Corresponding Author Information: Luciano Giromini

Session Abstract: Recent research has demonstrated that the IOP-29 is a perfect complement to performance validity tests like the TOMM in the multi-method assessment of symptom validity.  As such, we developed an incidental recall task to be used immediately after administering the IOP-29 to evaluate the credibility of presented memory problems.  In this paper, we present the development of this new IOP-29 add-on application, which we named the IOP-M, and report on some initial research testing its validity and utility.  More specifically, we describe the leading principles we attended to when refining the IOP-M throughout its six versions, as well as the empirical findings we obtained in this pilot research.  Additionally, we also summarize findings from six international studies investigating the classification accuracy and incremental validity of the IOP-M with participants from Italy, France, Slovenia, Brazil, England and Australia. Taken together, these preliminary reports suggest that using the IOP-M in combination with the IOP-29 yields some incremental validity, not only when inspecting feigned cognitive problems (e.g., mTBI symptoms) but also when focusing on feigned depression, PTSD or schizophrenia.

Presenters:

Luciano Giromini | Department of Psychology, University of Turin, Italy

Donald J. Viglione | California School of Professional Psychology, Alliant International University, San Diego, CA

Alessandro Zennaro | Department of Psychology, University of Turin, Italy

Anna Maffei | Department of Psychology, University of Turin, Italy

Laszlo Erdodi | University of Windsor, Canada

Dr. GirominiDr. Luciano Giromini

Luciano Giromini, PhD, is an Associate Professor in the Department of Psychology, and core faculty member for the Ph.D. program in Psychological, Anthropological and Educational Sciences of the University of Turin, Italy.
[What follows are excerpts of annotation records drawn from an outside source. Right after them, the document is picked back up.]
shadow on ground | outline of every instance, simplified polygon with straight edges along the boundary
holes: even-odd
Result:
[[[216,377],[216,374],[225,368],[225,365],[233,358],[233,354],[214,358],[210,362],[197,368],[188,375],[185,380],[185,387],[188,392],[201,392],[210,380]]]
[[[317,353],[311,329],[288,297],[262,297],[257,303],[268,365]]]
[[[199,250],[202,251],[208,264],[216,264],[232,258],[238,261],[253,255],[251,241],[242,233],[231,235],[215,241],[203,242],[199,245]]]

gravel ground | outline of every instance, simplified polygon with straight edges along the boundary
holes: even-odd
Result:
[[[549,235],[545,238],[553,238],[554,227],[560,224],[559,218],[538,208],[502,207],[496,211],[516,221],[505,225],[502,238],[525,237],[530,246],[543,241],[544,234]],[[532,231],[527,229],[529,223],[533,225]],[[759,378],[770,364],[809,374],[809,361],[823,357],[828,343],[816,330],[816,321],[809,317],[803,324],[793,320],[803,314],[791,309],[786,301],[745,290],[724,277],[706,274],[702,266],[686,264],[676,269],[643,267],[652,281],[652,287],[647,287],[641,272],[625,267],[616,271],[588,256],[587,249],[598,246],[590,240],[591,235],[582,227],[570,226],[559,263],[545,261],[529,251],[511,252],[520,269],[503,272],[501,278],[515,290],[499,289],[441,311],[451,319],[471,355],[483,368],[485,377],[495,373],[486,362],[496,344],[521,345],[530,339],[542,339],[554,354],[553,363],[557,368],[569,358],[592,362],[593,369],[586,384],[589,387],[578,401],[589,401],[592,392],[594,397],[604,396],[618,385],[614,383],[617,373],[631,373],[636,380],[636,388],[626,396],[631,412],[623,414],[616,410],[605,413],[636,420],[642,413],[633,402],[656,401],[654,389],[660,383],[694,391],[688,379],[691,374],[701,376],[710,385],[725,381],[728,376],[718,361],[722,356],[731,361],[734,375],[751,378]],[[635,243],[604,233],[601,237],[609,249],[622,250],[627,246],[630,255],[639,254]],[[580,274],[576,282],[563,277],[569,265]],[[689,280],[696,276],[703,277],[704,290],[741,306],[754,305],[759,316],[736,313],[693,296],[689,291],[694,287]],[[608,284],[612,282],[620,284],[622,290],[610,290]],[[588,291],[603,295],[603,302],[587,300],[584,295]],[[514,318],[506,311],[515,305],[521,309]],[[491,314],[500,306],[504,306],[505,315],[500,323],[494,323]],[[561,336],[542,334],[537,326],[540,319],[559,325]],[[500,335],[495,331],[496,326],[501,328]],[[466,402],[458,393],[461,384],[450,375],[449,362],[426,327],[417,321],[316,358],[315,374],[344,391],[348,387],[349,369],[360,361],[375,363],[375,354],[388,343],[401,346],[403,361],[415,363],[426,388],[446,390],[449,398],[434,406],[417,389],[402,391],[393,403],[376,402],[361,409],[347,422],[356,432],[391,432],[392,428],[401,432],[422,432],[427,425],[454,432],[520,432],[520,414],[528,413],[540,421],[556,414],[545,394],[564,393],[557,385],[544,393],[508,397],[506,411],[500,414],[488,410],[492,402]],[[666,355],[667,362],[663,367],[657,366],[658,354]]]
He has taught psychological assessment and psychometrics at two Italian and one Californian universities, and is currently the coordinator of the Evidence-Based Psychological Assessment research team of University of Turin. He is one of the authors of the Inventory of Problems (IOP-29 and IOP-M) and Assessment Section Head for the journal Psychological Injury and Law.
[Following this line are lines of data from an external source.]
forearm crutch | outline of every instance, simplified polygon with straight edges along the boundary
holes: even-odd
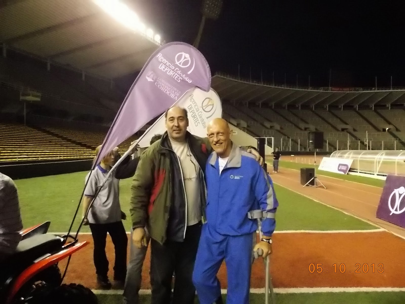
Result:
[[[261,210],[255,210],[253,211],[250,211],[248,212],[247,216],[249,218],[256,219],[257,220],[258,229],[259,230],[259,236],[260,239],[262,239],[262,218],[263,218],[263,212]],[[257,251],[254,251],[253,254],[255,259],[258,258],[259,257],[263,255],[263,250],[259,248]],[[271,283],[271,275],[270,272],[270,255],[269,255],[266,259],[263,259],[263,261],[264,263],[264,268],[266,269],[266,281],[265,287],[264,288],[264,303],[265,304],[269,304],[269,293],[270,292],[270,295],[271,296],[271,303],[273,304],[275,304],[275,297],[274,295],[274,291],[273,290],[273,285]]]

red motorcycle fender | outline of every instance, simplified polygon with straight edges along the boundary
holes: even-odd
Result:
[[[13,285],[13,287],[11,287],[10,294],[7,297],[7,300],[6,301],[6,304],[10,304],[13,298],[17,294],[18,291],[22,287],[24,284],[28,282],[35,274],[40,272],[43,270],[48,268],[50,266],[56,264],[60,261],[63,260],[69,255],[71,255],[78,250],[81,249],[85,246],[86,246],[88,244],[89,242],[87,242],[78,243],[74,246],[72,246],[70,248],[64,249],[57,253],[46,257],[43,259],[37,262],[35,264],[33,264],[21,272],[16,279]]]

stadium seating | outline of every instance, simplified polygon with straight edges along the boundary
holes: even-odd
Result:
[[[0,161],[92,158],[91,149],[23,125],[0,124]]]
[[[298,143],[299,150],[307,150],[309,131],[324,132],[328,143],[327,147],[326,142],[324,145],[325,150],[366,150],[367,147],[374,150],[399,150],[405,147],[405,132],[399,131],[405,130],[402,109],[378,110],[385,116],[386,121],[371,109],[290,110],[229,103],[224,103],[223,109],[227,120],[233,119],[238,124],[245,123],[246,131],[254,137],[273,137],[275,145],[282,150],[296,151]],[[269,123],[278,125],[279,130],[269,128],[266,126]],[[383,132],[384,128],[392,124],[397,129]],[[344,125],[351,128],[345,129],[342,128]]]
[[[91,159],[106,133],[0,124],[0,162],[66,158]],[[124,154],[137,137],[118,146]]]
[[[45,127],[43,128],[67,140],[75,142],[79,144],[88,146],[92,149],[95,149],[99,145],[102,144],[107,135],[107,133],[104,132],[90,132],[49,127]],[[131,145],[131,142],[138,138],[136,136],[132,136],[123,142],[118,146],[120,152],[122,153],[125,152]]]
[[[62,100],[103,107],[94,99],[72,88],[44,68],[21,63],[9,58],[0,58],[0,80],[30,88]]]

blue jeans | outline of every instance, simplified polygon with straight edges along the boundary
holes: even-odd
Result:
[[[145,228],[146,240],[149,245],[150,236]],[[127,270],[125,285],[123,295],[124,304],[138,304],[139,301],[138,293],[141,289],[142,281],[142,266],[146,255],[148,247],[142,246],[141,249],[136,248],[132,240],[132,231],[131,229],[131,238],[130,240],[130,258]]]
Dr. ViglioneDr. Donald J. Viglione

Donald J. Viglione, Ph.D. is a Distinguished Professor at the California School of Professional Psychology at Alliant International University in San Diego. He is a co-author of the two international measures, the Inventory of Problems, a malingering test, and the Rorschach Performance Assessment System, a widely used Rorschach system. At Alliant in San Diego, he was the founding Director of the Doctor of Psychology degree program and later the Director of Doctor Philosophy degree. He trained with Dr. John Exner at Long Island University, where he was awarded his Ph.D and served an internship in the United States Navy. He has focused his teaching, research, and clinical/forensic practice on assessment and has published more than 100 professional papers. He is a Diplomate of the American Board of Assessment Psychology and a Fellow of the Society for Personality Assessment.


Image of Laszlo ErdodiDr. Laszlo Erdodi

Dr. Erdodi is an Associate Professor in Psychology and a licensed clinical neuropsychologist. He completed his PhD in Clinical Psychology at Eastern Michigan University, and pre-doctoral internship at the London Health Sciences Center specializing in clinical neuropsychology. After one year in private practice focusing on forensic neuropsychology, he completed a two-year post-doctoral fellowship in clinical neuropsychology at the Geisel School of Medicine at Dartmouth. He joined the Department of Psychology in 2014 as a member of the Clinical Neuropsychology Track. His long-standing research interests revolve around psychometrics, performance validity testing in neuropsychological assessment, the relationship between cognitive and emotional functioning, and limited English proficiency as a confounding variable in neurocognitive testing. He is also interested in the broader issue of instrumentation in psychological assessment: the interaction among administration time, order effects, testing paradigms, the influence of contextual variables (geographic region, incentive status, trauma history, current psychosocial functioning) on the clinical interpretation of test data. The psychometric, diagnostic and clinical challenges inherent in the assessment and treatment of patients with medically unexplained symptoms or with complex psychological trauma history, along with cross-cultural neuropsychology are his emerging areas of interest.